S132, each pixel of reading is stored in one by one in the corresponding signal of each second channel.
It reads with after the equal number of pixel of second channel number, these pixels is respectively stored into each second channel In corresponding signal, a pixel is stored in the corresponding signal of each second channel.The sequence of each signal storage pixel can To be determined according to actual needs, for example, can be stored according to the sequence of line number from low to high, it can also be according to columns Sequence from low to high is stored, and can also be stored according to the storage rule of other settings.
S133, the corresponding signal progress heap of each second channel obtained after the input signal all pixels will be gone through It is folded, form the output signal after down-sampling.
After obtaining the corresponding signal of each second channel, these signals are stacked up, just form the output that port number is c Signal.
It is illustrated with an example.As shown in figure 3, being adopted under the signal that a dimension is (1,8,8) is passed through twice Sample is converted to dimension:First from the upper left corner of left figure, (having filling content part) reads four Then four pixels are corresponded the shown position (having filling location of content) for being aligned to four signals of right figure by pixel.So Four pixels are read from the upper left corner adjacent area of left figure again afterwards, four pixel one-to-one correspondence are then aligned to right figure four The adjacent position of the shown position of signal.And so on, until all signals are filled and finish.Four signal heaps in right figure Gather into folds the output signal for just forming that port number is 4.

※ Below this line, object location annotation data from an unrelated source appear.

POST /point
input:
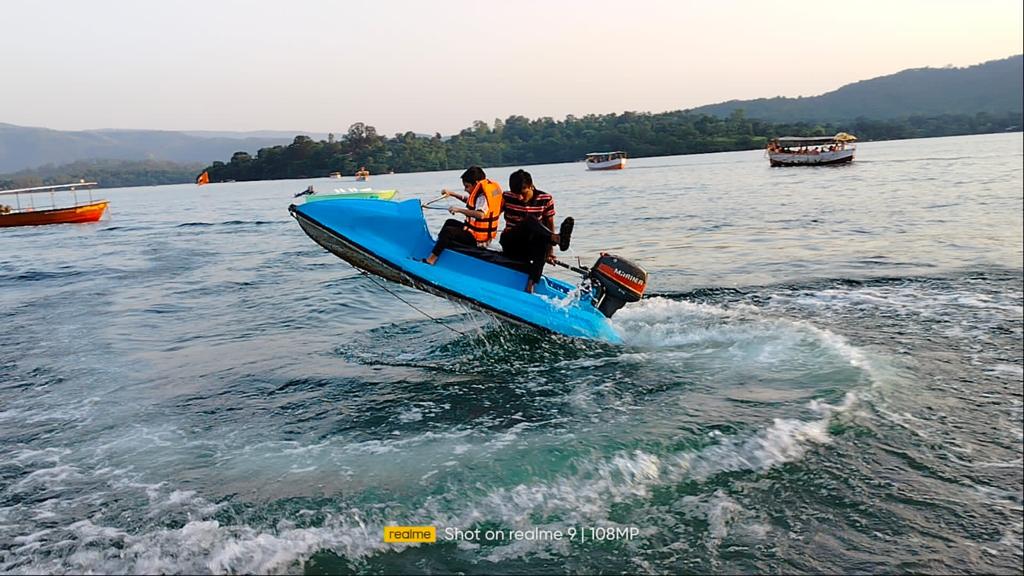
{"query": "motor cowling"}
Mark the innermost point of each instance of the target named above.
(617, 282)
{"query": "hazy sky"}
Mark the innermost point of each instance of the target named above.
(320, 66)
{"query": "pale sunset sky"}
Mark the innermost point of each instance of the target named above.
(318, 66)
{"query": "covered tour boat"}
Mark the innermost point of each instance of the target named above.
(30, 209)
(815, 151)
(606, 160)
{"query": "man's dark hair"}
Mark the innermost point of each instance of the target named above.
(473, 174)
(519, 179)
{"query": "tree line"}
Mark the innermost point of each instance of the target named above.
(518, 140)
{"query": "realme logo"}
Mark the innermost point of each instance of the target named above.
(395, 534)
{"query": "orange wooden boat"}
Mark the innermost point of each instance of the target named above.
(31, 214)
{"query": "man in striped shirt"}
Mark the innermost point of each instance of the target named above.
(529, 219)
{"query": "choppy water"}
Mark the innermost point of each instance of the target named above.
(827, 377)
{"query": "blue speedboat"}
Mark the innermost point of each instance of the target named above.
(389, 238)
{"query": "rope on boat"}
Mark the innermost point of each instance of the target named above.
(374, 280)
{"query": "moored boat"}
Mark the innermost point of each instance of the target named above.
(388, 239)
(606, 160)
(27, 212)
(814, 151)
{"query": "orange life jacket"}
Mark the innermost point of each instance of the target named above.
(484, 230)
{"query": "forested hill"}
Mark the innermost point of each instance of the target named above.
(993, 87)
(520, 141)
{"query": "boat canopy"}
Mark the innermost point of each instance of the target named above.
(54, 188)
(791, 141)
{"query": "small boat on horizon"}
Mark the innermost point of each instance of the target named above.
(353, 194)
(812, 151)
(28, 213)
(606, 160)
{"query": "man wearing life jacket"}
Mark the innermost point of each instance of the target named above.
(483, 207)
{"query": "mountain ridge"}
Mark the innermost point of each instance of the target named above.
(990, 87)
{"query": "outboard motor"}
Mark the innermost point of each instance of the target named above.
(617, 281)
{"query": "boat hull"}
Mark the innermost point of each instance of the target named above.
(823, 159)
(75, 214)
(368, 195)
(388, 238)
(616, 164)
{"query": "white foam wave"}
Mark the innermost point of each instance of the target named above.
(584, 497)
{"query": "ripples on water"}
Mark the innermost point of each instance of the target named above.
(827, 377)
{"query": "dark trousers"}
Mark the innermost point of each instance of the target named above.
(453, 232)
(528, 243)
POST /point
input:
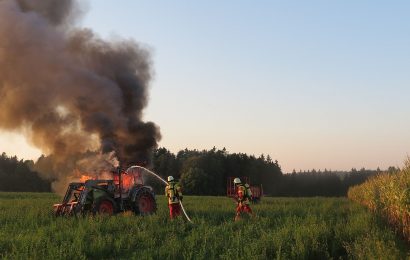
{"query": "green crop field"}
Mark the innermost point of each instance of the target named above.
(284, 228)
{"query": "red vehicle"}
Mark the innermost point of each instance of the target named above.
(257, 190)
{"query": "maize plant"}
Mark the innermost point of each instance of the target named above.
(388, 195)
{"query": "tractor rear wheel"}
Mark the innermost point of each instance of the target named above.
(104, 206)
(144, 203)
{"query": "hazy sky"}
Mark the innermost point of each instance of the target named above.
(315, 84)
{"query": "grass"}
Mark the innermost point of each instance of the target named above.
(285, 228)
(388, 196)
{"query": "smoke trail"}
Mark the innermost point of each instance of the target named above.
(70, 91)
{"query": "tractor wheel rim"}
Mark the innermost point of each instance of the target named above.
(106, 207)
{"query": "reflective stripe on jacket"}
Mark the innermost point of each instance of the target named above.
(173, 192)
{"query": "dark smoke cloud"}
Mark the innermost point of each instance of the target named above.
(67, 89)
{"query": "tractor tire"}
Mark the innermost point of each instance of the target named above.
(144, 203)
(104, 206)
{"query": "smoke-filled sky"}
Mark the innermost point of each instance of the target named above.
(315, 84)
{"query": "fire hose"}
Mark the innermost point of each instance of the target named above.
(164, 181)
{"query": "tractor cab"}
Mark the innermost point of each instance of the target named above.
(125, 191)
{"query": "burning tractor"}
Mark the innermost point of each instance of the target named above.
(125, 191)
(257, 190)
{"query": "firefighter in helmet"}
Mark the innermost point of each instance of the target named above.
(174, 194)
(243, 196)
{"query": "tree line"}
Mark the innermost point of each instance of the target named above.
(206, 172)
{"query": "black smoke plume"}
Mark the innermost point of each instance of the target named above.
(69, 91)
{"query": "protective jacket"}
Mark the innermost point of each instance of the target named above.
(243, 194)
(173, 192)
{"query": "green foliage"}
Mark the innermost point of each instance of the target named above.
(314, 228)
(16, 175)
(205, 172)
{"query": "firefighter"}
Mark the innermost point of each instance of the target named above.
(174, 194)
(243, 195)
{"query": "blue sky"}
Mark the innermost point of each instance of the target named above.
(315, 84)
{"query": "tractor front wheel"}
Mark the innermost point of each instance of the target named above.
(104, 206)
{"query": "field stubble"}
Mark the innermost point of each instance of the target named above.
(284, 228)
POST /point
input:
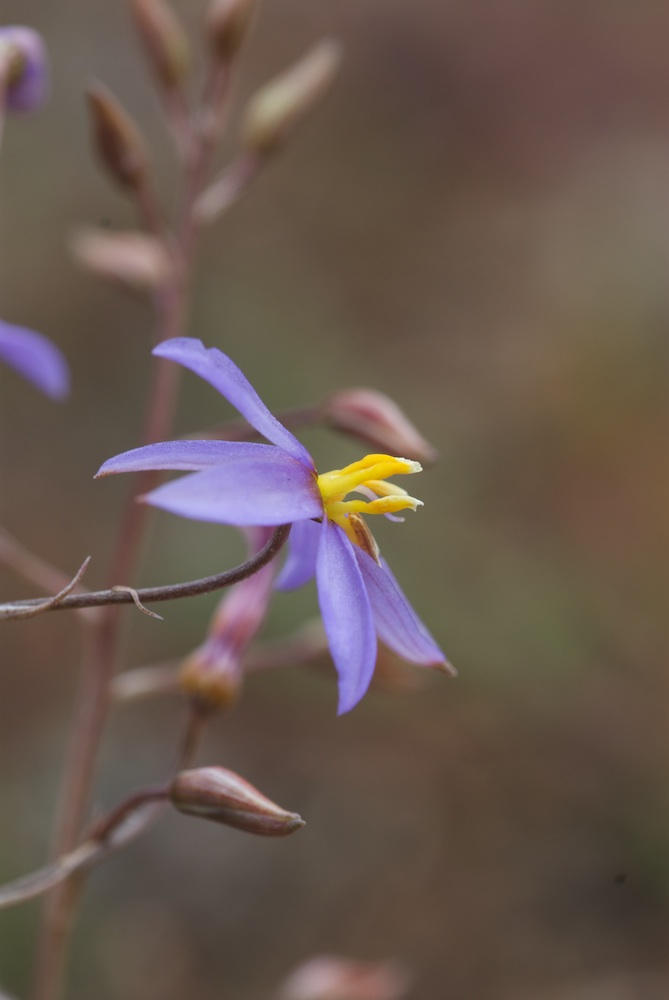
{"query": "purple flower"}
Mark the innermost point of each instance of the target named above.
(28, 84)
(244, 483)
(35, 358)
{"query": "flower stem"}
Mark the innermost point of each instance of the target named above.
(102, 648)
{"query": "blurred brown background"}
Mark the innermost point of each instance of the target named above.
(474, 222)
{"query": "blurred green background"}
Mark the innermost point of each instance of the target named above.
(474, 223)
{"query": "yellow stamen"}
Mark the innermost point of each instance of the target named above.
(369, 474)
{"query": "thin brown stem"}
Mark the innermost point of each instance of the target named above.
(146, 595)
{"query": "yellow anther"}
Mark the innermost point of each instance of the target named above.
(368, 476)
(336, 484)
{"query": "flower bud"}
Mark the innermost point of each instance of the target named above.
(227, 24)
(222, 796)
(117, 139)
(164, 40)
(214, 672)
(375, 419)
(24, 68)
(132, 259)
(329, 977)
(278, 106)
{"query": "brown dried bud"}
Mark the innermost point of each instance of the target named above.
(375, 419)
(117, 139)
(164, 40)
(227, 24)
(283, 102)
(214, 672)
(132, 259)
(329, 977)
(222, 796)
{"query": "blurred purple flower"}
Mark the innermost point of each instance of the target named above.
(243, 483)
(28, 88)
(35, 358)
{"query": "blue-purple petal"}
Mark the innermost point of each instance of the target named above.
(221, 372)
(347, 615)
(186, 456)
(300, 564)
(276, 490)
(397, 624)
(36, 358)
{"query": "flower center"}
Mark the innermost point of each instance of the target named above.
(367, 477)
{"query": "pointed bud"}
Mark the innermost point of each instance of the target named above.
(24, 69)
(222, 796)
(214, 672)
(329, 977)
(282, 103)
(117, 139)
(375, 419)
(227, 24)
(164, 40)
(132, 259)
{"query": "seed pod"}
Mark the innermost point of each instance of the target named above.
(375, 419)
(227, 24)
(164, 40)
(283, 102)
(117, 139)
(132, 259)
(224, 797)
(25, 69)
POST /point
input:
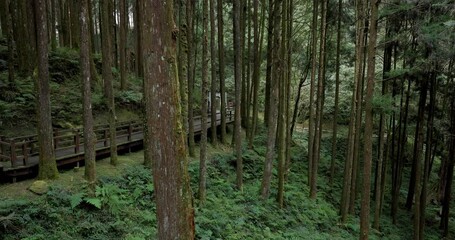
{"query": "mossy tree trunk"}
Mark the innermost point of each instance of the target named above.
(319, 103)
(221, 68)
(368, 134)
(281, 73)
(47, 163)
(7, 30)
(204, 102)
(311, 118)
(175, 214)
(213, 84)
(337, 93)
(256, 72)
(122, 43)
(107, 77)
(273, 99)
(238, 92)
(191, 67)
(89, 134)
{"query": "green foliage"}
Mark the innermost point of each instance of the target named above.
(128, 97)
(384, 104)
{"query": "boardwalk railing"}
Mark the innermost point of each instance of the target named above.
(19, 151)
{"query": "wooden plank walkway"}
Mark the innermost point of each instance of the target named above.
(19, 156)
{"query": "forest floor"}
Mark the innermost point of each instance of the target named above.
(124, 209)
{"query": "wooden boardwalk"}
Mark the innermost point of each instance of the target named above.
(19, 156)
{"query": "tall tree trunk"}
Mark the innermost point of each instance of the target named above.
(191, 66)
(175, 215)
(89, 134)
(221, 68)
(444, 226)
(204, 103)
(270, 61)
(337, 94)
(75, 9)
(31, 36)
(368, 134)
(238, 83)
(256, 72)
(348, 167)
(139, 51)
(417, 158)
(7, 29)
(428, 150)
(273, 99)
(52, 18)
(47, 163)
(122, 44)
(282, 105)
(319, 103)
(182, 63)
(213, 87)
(314, 42)
(107, 77)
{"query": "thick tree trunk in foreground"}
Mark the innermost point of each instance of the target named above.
(166, 143)
(122, 43)
(314, 41)
(204, 107)
(368, 134)
(272, 115)
(191, 66)
(107, 76)
(213, 87)
(238, 82)
(221, 68)
(319, 103)
(7, 29)
(47, 164)
(89, 135)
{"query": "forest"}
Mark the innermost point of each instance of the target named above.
(238, 119)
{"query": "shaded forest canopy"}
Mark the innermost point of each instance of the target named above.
(365, 89)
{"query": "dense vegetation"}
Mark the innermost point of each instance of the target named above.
(123, 206)
(344, 114)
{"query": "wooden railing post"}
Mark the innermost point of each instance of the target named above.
(77, 141)
(13, 152)
(25, 153)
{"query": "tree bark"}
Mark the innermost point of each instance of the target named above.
(122, 44)
(221, 68)
(256, 72)
(238, 83)
(213, 87)
(174, 210)
(107, 76)
(47, 163)
(314, 67)
(319, 103)
(7, 29)
(337, 94)
(368, 133)
(89, 134)
(204, 104)
(191, 66)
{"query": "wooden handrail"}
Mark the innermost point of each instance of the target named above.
(23, 147)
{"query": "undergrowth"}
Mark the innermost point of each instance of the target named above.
(123, 206)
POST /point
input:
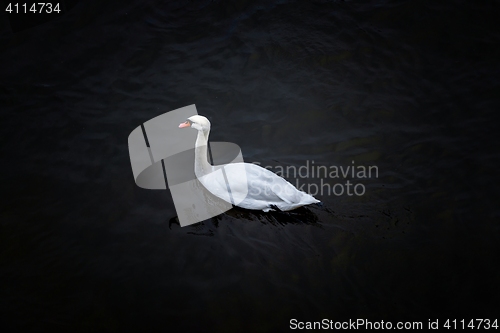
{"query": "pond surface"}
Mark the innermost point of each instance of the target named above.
(408, 87)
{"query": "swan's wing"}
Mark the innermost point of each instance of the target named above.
(271, 184)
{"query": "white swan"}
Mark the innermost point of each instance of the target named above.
(251, 186)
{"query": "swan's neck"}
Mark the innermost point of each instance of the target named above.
(201, 165)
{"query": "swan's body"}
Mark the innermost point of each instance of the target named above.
(251, 186)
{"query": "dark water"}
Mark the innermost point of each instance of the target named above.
(411, 87)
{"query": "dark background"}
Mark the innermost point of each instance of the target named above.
(412, 87)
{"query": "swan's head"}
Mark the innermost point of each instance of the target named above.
(197, 122)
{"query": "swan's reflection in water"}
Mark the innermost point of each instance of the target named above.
(302, 215)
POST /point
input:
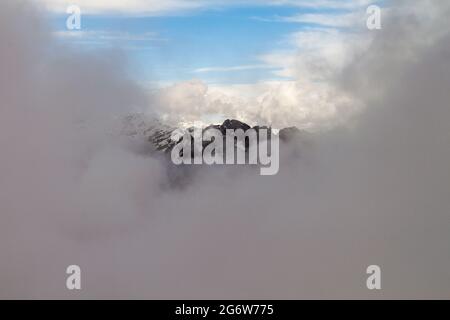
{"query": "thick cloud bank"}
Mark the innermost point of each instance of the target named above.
(73, 192)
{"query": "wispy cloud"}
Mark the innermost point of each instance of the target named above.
(233, 68)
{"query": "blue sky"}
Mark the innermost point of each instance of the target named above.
(217, 44)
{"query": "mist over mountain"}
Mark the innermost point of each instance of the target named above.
(77, 186)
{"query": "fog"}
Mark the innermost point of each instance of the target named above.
(72, 191)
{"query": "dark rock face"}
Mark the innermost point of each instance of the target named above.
(233, 124)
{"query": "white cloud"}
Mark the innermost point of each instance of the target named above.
(281, 104)
(156, 7)
(232, 68)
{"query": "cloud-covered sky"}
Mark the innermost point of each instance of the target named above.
(73, 191)
(268, 62)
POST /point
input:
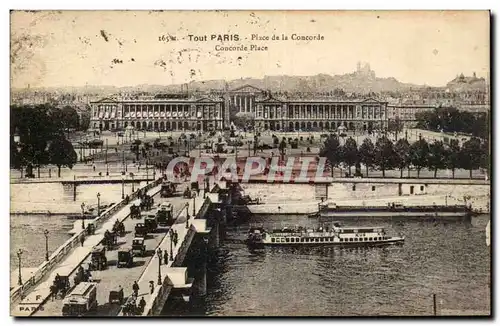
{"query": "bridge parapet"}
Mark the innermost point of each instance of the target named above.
(57, 256)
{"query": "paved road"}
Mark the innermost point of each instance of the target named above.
(112, 277)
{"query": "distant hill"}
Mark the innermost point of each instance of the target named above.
(362, 81)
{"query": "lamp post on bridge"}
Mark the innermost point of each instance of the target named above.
(159, 254)
(123, 187)
(19, 279)
(132, 176)
(46, 234)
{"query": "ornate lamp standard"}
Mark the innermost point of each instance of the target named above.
(20, 279)
(159, 254)
(123, 187)
(98, 204)
(132, 176)
(171, 245)
(46, 234)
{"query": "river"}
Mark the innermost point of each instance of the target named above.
(448, 259)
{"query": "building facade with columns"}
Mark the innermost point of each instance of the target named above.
(243, 99)
(320, 114)
(158, 113)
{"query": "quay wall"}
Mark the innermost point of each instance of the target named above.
(304, 198)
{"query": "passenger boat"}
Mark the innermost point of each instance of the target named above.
(321, 236)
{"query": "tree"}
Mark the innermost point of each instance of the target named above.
(384, 154)
(485, 156)
(367, 154)
(453, 157)
(70, 118)
(402, 150)
(61, 153)
(437, 156)
(419, 154)
(350, 153)
(282, 146)
(471, 154)
(332, 151)
(36, 127)
(395, 126)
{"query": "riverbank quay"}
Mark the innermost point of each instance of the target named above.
(305, 198)
(67, 257)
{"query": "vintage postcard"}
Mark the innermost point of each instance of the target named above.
(250, 163)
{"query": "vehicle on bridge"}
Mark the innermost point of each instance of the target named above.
(81, 301)
(125, 258)
(164, 214)
(135, 211)
(138, 246)
(98, 260)
(110, 239)
(60, 286)
(119, 228)
(150, 221)
(141, 230)
(116, 296)
(167, 189)
(147, 202)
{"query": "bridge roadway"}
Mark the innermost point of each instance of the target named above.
(110, 278)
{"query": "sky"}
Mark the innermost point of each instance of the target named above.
(127, 48)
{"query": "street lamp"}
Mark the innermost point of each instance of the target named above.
(159, 253)
(98, 204)
(171, 245)
(83, 216)
(46, 234)
(19, 279)
(132, 176)
(123, 187)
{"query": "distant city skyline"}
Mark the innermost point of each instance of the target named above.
(124, 48)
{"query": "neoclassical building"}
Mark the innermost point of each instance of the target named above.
(320, 114)
(158, 113)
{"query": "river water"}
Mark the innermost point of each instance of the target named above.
(26, 231)
(449, 259)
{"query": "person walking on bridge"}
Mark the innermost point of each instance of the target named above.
(135, 288)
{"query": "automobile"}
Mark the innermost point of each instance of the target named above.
(125, 258)
(138, 246)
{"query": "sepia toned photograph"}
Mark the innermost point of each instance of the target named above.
(250, 163)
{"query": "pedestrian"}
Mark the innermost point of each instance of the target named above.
(152, 286)
(135, 288)
(165, 257)
(142, 305)
(176, 238)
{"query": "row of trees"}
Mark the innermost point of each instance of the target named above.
(37, 137)
(386, 155)
(453, 120)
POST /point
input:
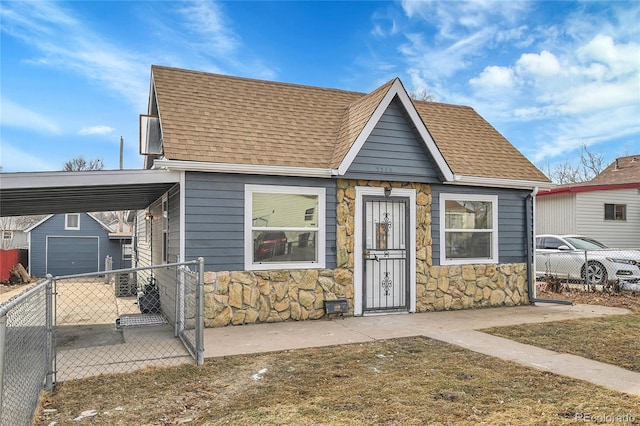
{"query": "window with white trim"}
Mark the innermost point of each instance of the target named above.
(615, 212)
(165, 230)
(284, 227)
(72, 221)
(468, 229)
(127, 251)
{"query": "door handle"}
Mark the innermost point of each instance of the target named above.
(370, 255)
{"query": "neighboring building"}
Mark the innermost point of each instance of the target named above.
(295, 195)
(606, 208)
(74, 243)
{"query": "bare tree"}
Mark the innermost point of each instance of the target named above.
(79, 164)
(422, 95)
(587, 167)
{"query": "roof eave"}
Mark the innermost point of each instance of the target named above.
(396, 89)
(588, 188)
(500, 183)
(250, 169)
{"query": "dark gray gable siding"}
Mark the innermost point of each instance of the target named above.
(214, 216)
(512, 223)
(54, 226)
(394, 151)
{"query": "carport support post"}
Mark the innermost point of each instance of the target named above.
(51, 351)
(3, 342)
(200, 313)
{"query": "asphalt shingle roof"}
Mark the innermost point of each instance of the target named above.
(216, 118)
(622, 171)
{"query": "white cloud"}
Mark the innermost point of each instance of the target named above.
(13, 159)
(541, 65)
(493, 77)
(206, 19)
(66, 43)
(619, 59)
(14, 115)
(96, 130)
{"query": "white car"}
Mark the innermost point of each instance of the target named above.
(578, 258)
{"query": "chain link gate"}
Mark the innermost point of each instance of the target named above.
(127, 319)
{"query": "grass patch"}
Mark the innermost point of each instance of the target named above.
(410, 381)
(612, 339)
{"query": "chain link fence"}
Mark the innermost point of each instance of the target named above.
(25, 353)
(126, 320)
(71, 327)
(606, 269)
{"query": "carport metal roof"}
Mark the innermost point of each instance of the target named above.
(37, 193)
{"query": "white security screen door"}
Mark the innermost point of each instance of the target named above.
(385, 248)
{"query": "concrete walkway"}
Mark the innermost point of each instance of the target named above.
(456, 327)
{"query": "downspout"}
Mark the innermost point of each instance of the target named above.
(531, 251)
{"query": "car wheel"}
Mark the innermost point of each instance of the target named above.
(595, 274)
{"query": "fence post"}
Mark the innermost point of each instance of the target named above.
(3, 341)
(51, 350)
(587, 279)
(180, 301)
(200, 313)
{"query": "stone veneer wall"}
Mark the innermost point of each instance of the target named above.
(247, 297)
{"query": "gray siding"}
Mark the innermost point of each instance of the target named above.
(512, 223)
(54, 227)
(394, 151)
(214, 216)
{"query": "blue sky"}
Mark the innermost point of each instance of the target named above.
(550, 76)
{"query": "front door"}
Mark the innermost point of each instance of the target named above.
(385, 248)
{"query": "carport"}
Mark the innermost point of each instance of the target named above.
(86, 308)
(36, 193)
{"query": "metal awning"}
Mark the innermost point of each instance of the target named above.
(37, 193)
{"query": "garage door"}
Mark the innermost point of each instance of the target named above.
(72, 255)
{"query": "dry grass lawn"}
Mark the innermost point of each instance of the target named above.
(614, 339)
(412, 381)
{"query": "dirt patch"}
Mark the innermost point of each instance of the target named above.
(5, 288)
(626, 299)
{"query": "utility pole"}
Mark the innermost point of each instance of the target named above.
(121, 213)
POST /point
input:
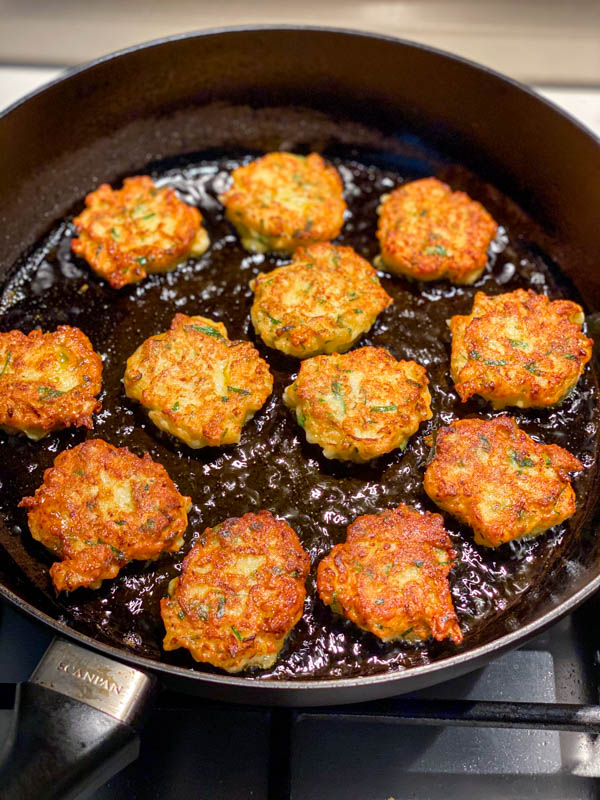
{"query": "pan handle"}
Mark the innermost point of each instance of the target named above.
(74, 725)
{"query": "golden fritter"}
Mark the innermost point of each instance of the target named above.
(281, 201)
(126, 234)
(240, 593)
(197, 384)
(494, 477)
(359, 405)
(48, 381)
(320, 303)
(518, 349)
(101, 506)
(390, 577)
(429, 232)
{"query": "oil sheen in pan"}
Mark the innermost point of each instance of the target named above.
(273, 467)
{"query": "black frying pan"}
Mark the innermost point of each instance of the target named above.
(383, 110)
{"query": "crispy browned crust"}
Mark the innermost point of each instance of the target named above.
(197, 384)
(240, 593)
(127, 233)
(429, 232)
(493, 476)
(519, 349)
(320, 303)
(101, 506)
(48, 381)
(281, 201)
(359, 405)
(390, 577)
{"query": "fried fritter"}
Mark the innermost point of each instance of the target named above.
(197, 384)
(128, 233)
(48, 381)
(101, 506)
(493, 476)
(320, 303)
(429, 232)
(359, 405)
(281, 201)
(390, 577)
(240, 593)
(519, 349)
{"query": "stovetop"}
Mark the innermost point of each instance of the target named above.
(202, 749)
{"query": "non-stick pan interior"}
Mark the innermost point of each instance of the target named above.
(193, 149)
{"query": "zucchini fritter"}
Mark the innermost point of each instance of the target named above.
(359, 405)
(48, 381)
(197, 384)
(101, 506)
(390, 577)
(281, 201)
(493, 476)
(429, 232)
(240, 593)
(126, 234)
(320, 303)
(519, 349)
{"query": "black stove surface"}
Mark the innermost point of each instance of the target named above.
(201, 749)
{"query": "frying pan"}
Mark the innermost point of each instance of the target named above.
(259, 89)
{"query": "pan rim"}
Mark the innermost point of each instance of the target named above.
(467, 660)
(353, 32)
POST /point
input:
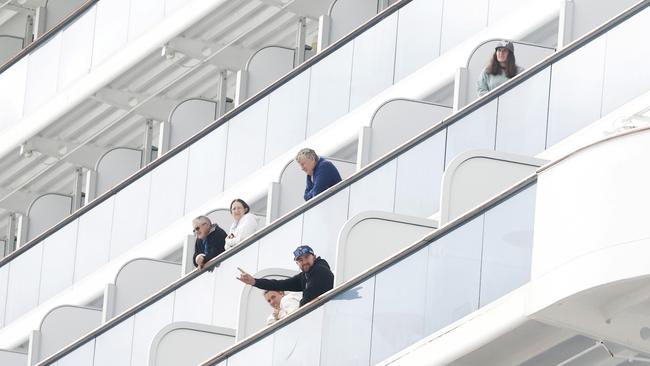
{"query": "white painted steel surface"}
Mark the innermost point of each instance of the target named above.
(370, 237)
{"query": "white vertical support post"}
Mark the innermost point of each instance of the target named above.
(34, 347)
(565, 31)
(39, 22)
(77, 189)
(187, 263)
(241, 87)
(10, 246)
(324, 23)
(273, 202)
(163, 138)
(108, 305)
(363, 150)
(460, 89)
(221, 93)
(148, 142)
(21, 232)
(29, 30)
(91, 186)
(299, 56)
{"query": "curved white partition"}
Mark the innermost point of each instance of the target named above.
(12, 358)
(44, 212)
(395, 122)
(526, 54)
(135, 281)
(372, 236)
(114, 166)
(288, 192)
(189, 117)
(476, 176)
(263, 68)
(59, 327)
(186, 343)
(253, 309)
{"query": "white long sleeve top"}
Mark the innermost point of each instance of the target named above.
(241, 230)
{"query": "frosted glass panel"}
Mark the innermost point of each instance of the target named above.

In another embodiment, described according to the second channel number and the second space size, to the input Signal carries out down-sampling, obtains the output signal after down-sampling, including:
S13-1, it is successively read from the input signal and the equal number of pixel of second space size.
Assuming that second space size is m, then m pixel is first read from input signal, after the completion of step S13-3, then from M pixel is read in the residual pixel of input signal, and so on, until pixel all in input signal is read.
Reading the sequence of pixel can be determined according to actual needs, for example, can be according to line number from low to high suitable Sequence is successively read, and can also be successively read, can also be successively read in the way of region unit according to the sequence of columns from low to high It takes, wherein the region unit not only includes some pixels of certain a line, further includes the pixel adjacent with those pixel vertical directions.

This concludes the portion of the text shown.